Ancak İsrailli bir Suriye uzmanı olan Itamar Rabinovich, İsrail'in Kürtlerle ittifak kurmasının riskli bir hamle olduğunu çünkü Türkiye ile bir çatışmaya yol açabileceğini söylüyor.
1990'larda Suriye ile arka kanal görüşmelerini yürüten eski bir büyükelçi olan Rabinovich, şimdilik Türkiye'nin kendileriyle uğraşmadan önce halletmesi gereken başka meseleleri olduğunu belirtti. İsrail'in Türkiye'nin tehdit olarak gördüğü Suriyeli Kürtlerle bir ortaklık kurması ihtimalini de değerlendiren Rabinovich “Bu Türkiye'yi gerçek bir düşmana dönüştürmenin bir yolu olur. Kazanç riski haklı çıkarmaz” şeklinde konuştu.
Daha genel olarak, bazı İsrailli analistler Esad'ın düşüşünü Hamas'ın geçtiğimiz yıl İsrail'in altını oyma çabalarının başarısızlığının bir başka işareti olarak görüyor.
Hamas'ın 7 Ekim 2023'te İsrail'e düzenlediği saldırı kısmen OrtaDoğu'daki statükoyu Hamas ve onun İran liderliğindeki ittifakı lehine değiştirmeyi amaçlıyordu. Bunun yerine Hamas, İsrail'in Gazze'de bir yıldır sürdürdüğü bombardıman ve kara operasyonlarından büyük zarar gördü. Lideri Yahya Sinvar öldü, selefi İsmail Haniye de öyle.

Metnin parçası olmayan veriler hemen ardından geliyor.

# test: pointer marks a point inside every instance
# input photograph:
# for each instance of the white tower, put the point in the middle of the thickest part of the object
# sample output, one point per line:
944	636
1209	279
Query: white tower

Hamas'la dayanışma içinde İsrail'le çatışmaya başlayan Hizbullah da artık ciddi biçimde zayıflamış durumda. İran'ın bölgesel etkisi azaldı. Son olarak da Esad dönemi bitti.
İsrailli gazeteci ve siyasi yorumcu Ehud Yaari bir televizyon röportajında “Çılgın megaloman Yahya Sinvar Ortadoğu haritasını değiştirmeyi hayal ediyordu. Bunu başardı ama bölgenin haritası şimdi gözlerimizin önünde onun umduğunun tam tersi bir şekilde değişiyor” dedi.